Sospechas empañan el proceso electoral de ASIMRA mientras la oposición desafía al eterno líder García Ortiz

Crece la tensión en el gremio de supervisores metalmecánicos ante denuncias de irregularidades y un estatuto cuestionable que amenazan la transparencia de las elecciones de noviembre.

La Asociación de Supervisores de la Industria Metalmecánica de la República Argentina (ASIMRA), liderada por Luis Alberto García Ortiz desde 1983, se encuentra bajo escrutinio mientras se acercan las elecciones de noviembre próximo. Por primera vez en décadas, emergió una oposición unificada, reservando un color para desafiar los 42 años de liderazgo de García Ortiz, y encendió alertas sobre la transparencia y equidad del proceso electoral. Denuncias de irregularidades, un estatuto cuestionable y prácticas discrecionales de los dirigentes locales generan temores de maniobras para embarrar la elección, poniendo en riesgo la integridad democrática del proceso.

La formación de una lista opositora marca un punto de inflexión para ASIMRA, el gremio que representa a los supervisores metalmecánicos. Según fuentes consultadas por Mundo Gremial, especialistas de la Secretaría de Trabajo señalaron que las elecciones del sindicato se han manejado de manera “artesanal” durante años, con procesos carentes de procedimientos democráticos modernos. Tradicionalmente, las elecciones de ASIMRA se resolvían en un escritorio, con resultados definidos por la cúpula dirigencial en lugar de procesos transparentes.

Sin embargo, este año, la aparición de una lista opositora, liderada según trascendidos por figuras como Carlos Gutiérrez de la seccional Campana, refleja un impulso por el cambio en medio del descontento por la pérdida de empleos y la caída de los salarios en la industria metalmecánica.

Denuncias de irregularidades y cuestionamientos al estatuto de ASIMRA

El centro de la controversia es el proceso electoral de ASIMRA, que ha generado sospechas debido a problemas reportados en la entrega de planillas de avales para las candidaturas en las distintas seccionales. Fuentes internas advierten que estas irregularidades podrían derivar en impugnaciones legales y cuestionamientos a los resultados. El estatuto del sindicato, calificado como “cuestionable” por analistas, otorga a los líderes de las seccionales una discrecionalidad significativa, incluyendo la potestad de determinar la cantidad de urnas disponibles el día de la elección. Esta facultad, que no está sujeta al control de una junta electoral independiente, ha disparado alarmas sobre posibles manipulaciones por parte de la conducción oficialista.

Otro punto crítico es el padrón electoral, con sospechas de que hasta un 15% de los afiliados registrados podrían estar fallecidos o mal asignados a sus localidades, lo que complica la representación precisa de los votantes. Estas irregularidades, sumadas a la historia de control centralizado del sindicato, alimentan las sospechas de que la conducción encabezada por García Ortiz podría estar empleando tácticas para obstaculizar las chances de la oposición.
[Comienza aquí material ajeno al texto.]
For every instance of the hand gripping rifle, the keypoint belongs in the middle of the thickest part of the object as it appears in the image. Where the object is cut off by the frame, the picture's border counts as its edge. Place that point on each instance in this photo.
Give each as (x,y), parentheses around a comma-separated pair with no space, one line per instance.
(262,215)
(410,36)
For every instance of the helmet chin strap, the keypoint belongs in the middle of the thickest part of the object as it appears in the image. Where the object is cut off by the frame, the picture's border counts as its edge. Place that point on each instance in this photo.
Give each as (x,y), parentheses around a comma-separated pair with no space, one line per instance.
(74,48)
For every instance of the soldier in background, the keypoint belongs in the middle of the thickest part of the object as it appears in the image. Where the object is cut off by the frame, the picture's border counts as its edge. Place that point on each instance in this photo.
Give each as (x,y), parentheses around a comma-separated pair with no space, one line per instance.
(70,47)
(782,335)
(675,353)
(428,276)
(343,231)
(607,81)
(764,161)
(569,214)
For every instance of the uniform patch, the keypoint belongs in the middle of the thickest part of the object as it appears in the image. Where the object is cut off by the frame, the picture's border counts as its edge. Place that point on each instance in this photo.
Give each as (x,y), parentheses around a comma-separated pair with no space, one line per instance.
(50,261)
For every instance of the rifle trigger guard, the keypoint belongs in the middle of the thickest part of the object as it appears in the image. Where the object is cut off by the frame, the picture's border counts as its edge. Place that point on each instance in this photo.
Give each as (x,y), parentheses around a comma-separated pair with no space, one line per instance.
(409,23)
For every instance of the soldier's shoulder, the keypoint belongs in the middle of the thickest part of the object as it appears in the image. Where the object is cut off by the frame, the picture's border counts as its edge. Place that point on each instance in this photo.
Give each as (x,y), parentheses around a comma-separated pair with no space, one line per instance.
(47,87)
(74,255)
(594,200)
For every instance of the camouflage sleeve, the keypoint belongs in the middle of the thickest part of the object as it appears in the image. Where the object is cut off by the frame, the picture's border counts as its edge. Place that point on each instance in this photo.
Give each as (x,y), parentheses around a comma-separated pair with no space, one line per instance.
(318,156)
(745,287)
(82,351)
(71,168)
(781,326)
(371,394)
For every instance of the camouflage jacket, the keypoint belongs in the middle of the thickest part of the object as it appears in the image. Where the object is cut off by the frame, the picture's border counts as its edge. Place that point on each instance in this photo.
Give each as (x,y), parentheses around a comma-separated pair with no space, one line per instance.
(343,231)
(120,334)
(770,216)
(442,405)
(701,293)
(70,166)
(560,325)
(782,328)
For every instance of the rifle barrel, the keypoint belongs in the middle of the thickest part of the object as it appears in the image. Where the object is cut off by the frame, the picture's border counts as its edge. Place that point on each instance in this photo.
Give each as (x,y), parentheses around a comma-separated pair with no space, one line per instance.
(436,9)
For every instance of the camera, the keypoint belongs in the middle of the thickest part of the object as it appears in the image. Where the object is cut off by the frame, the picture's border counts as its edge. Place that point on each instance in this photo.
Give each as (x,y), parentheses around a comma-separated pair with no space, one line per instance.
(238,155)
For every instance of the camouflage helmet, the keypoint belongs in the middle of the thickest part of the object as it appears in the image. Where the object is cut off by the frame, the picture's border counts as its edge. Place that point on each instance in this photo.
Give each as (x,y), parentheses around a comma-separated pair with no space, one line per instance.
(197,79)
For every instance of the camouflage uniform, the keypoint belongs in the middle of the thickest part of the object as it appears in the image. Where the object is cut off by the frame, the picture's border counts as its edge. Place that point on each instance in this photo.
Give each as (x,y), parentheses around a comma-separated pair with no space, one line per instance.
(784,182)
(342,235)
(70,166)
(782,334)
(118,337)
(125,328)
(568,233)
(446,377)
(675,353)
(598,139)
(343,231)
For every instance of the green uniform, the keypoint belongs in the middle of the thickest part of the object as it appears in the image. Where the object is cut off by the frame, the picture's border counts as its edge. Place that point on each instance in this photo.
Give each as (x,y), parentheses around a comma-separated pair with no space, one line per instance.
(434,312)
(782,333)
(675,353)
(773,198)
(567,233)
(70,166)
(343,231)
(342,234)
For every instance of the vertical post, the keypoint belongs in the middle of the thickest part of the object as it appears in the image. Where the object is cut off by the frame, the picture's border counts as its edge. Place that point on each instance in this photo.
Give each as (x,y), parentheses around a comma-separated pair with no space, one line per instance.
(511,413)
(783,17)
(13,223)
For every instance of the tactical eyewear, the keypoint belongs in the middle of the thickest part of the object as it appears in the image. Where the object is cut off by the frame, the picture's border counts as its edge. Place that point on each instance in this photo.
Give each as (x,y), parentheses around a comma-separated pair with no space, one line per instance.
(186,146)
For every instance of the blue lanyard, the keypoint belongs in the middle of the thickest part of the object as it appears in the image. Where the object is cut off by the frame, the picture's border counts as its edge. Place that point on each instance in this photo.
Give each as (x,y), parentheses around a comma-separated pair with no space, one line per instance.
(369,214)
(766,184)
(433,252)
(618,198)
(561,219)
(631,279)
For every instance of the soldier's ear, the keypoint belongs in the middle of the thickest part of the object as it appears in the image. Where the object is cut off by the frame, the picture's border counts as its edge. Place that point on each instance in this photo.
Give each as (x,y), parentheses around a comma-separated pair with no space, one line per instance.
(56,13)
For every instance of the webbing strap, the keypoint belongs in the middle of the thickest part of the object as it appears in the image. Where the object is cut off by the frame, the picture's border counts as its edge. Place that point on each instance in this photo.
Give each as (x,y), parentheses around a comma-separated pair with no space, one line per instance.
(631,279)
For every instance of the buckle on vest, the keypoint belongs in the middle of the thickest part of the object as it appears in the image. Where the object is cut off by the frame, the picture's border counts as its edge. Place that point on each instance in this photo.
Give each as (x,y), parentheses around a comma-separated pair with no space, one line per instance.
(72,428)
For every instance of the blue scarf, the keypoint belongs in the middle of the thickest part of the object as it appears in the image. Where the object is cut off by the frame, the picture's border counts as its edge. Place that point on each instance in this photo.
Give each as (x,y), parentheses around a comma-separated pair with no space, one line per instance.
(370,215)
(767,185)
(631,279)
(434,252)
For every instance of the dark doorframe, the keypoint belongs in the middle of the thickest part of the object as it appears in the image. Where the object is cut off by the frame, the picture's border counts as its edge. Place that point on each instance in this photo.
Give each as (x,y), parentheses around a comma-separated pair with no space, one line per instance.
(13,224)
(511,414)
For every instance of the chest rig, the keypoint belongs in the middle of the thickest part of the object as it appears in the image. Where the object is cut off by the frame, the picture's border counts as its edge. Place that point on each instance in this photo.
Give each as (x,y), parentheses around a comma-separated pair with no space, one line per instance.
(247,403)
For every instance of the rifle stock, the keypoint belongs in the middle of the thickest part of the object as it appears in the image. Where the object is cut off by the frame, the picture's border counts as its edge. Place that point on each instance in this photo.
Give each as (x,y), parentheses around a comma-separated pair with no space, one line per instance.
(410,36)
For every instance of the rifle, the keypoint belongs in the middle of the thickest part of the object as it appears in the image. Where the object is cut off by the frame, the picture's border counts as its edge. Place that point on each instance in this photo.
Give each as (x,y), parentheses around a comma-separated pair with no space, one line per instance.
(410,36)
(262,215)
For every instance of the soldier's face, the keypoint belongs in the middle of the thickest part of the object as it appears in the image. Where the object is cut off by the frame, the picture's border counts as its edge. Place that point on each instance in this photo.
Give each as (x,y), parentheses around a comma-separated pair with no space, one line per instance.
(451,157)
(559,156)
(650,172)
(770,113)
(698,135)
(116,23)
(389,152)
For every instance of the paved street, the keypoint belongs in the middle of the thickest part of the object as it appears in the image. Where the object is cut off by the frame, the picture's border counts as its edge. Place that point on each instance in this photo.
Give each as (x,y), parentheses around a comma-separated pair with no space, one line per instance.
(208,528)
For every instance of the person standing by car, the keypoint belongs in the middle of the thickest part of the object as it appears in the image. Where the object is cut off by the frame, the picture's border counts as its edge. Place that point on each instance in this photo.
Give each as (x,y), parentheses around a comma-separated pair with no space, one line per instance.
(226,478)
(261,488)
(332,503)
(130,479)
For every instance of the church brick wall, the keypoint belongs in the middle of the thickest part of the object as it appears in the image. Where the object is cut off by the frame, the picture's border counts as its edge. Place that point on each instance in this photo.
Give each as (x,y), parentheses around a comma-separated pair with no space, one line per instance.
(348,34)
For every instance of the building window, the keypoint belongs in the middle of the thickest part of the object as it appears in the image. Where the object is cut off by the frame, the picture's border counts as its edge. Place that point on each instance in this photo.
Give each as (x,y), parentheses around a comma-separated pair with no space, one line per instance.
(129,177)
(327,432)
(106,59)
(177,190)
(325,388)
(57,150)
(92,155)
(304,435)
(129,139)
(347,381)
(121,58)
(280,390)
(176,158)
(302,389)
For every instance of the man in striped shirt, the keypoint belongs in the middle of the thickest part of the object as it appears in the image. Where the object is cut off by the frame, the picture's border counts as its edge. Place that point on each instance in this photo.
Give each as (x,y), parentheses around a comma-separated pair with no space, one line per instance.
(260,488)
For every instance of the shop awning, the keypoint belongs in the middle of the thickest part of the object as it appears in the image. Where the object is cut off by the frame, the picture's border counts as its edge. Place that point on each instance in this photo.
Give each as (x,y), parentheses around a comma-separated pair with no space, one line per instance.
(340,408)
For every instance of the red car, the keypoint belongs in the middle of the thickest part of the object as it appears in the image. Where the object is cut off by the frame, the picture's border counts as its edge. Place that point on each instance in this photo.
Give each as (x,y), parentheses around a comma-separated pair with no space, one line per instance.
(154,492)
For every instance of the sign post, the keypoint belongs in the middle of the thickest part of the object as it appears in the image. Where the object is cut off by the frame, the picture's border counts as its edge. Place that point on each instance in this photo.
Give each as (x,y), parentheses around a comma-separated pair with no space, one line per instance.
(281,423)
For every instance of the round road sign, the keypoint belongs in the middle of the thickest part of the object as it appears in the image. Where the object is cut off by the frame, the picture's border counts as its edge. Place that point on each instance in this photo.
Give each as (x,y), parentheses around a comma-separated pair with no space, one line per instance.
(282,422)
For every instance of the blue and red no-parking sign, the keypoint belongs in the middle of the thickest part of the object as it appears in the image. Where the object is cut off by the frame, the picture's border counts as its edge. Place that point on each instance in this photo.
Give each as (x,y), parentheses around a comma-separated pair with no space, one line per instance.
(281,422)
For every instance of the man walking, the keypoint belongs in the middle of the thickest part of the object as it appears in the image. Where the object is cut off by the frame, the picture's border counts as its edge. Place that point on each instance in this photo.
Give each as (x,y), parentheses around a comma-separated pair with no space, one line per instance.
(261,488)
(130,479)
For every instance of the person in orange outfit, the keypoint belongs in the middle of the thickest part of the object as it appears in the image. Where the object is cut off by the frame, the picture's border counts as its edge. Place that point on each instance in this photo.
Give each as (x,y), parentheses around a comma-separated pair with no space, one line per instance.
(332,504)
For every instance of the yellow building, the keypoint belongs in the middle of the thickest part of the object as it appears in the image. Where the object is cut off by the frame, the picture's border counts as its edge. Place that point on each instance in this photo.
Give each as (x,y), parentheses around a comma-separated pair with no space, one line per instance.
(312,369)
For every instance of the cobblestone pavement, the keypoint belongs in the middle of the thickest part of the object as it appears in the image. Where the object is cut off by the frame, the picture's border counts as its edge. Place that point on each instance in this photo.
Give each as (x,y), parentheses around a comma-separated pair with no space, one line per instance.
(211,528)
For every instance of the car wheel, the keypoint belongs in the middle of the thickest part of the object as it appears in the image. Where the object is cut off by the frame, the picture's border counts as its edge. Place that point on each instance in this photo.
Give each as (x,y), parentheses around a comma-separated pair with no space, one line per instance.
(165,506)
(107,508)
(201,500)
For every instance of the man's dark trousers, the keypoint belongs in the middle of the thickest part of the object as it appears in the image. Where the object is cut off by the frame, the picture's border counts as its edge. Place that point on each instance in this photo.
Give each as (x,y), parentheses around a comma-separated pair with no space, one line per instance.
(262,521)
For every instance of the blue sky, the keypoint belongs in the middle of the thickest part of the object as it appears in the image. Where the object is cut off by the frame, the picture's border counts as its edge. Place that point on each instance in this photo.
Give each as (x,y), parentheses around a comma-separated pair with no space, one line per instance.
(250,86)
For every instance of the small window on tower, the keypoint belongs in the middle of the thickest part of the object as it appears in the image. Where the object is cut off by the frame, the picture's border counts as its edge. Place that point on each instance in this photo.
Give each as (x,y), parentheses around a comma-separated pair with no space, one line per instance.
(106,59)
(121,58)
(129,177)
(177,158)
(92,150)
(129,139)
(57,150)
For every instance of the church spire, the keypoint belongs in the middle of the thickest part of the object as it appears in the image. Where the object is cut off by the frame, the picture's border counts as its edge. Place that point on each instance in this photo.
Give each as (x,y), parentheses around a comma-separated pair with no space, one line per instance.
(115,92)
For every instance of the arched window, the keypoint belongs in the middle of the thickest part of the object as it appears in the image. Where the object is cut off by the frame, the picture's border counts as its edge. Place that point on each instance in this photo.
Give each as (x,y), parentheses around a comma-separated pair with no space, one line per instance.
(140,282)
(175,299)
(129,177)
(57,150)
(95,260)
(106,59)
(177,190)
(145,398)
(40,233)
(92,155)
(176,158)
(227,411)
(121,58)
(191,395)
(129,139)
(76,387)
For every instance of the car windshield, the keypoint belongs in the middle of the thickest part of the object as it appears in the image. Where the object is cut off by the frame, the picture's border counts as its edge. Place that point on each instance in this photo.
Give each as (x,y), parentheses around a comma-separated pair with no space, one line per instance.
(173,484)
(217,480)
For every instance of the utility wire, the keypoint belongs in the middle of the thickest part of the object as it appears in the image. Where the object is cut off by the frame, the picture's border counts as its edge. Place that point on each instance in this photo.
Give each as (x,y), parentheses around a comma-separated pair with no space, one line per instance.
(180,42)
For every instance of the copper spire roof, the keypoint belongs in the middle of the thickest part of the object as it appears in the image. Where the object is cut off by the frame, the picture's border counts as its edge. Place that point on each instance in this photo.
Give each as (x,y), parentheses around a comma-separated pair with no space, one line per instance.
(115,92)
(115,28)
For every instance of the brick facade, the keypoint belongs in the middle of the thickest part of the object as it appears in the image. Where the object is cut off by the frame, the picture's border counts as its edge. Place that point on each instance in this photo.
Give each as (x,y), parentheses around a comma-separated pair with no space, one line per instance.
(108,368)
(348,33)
Un gremio en una encrucijada

El surgimiento de una lista opositora refleja un malestar más amplio dentro de ASIMRA, impulsado por los desafíos económicos del sector metalmecánico. La industria sufrió pérdidas de empleo, junto con salarios que no logran equiparar la inflación. Estas presiones intensificaron los pedidos de modernización y renovación dirigencial, con críticas hacia la gestión de García Ortiz por priorizar la continuidad sobre la atención a los desafíos actuales del sector.

La oposición, respaldada según trascendidos por seccionales del interior, busca “rejuvenecer” la conducción de ASIMRA y ampliar su alcance para incluir a supervisores de minería y concesionarias automotrices. Esta visión contrasta con el enfoque del liderazgo actual, centrado en mantener la unidad y las prácticas históricas, que algunos afiliados consideran obsoletas.

Llamados a la transparencia

Con las elecciones en el horizonte, expertos laborales y afiliados reclaman mayor supervisión para garantizar un proceso justo. La Secretaría de Trabajo subrayó la necesidad de que ASIMRA adopte mecanismos democráticos más robustos, advirtiendo que el enfoque actual podría agravar las tensiones y cuestionamientos sobre la legitimidad de los resultados.

A medida que se acerca el cierre de listas, las sospechas sobre posibles maniobras del oficialismo para entorpecer el proceso electoral mantienen en vilo a los afiliados, de cara a la elección de noviembre.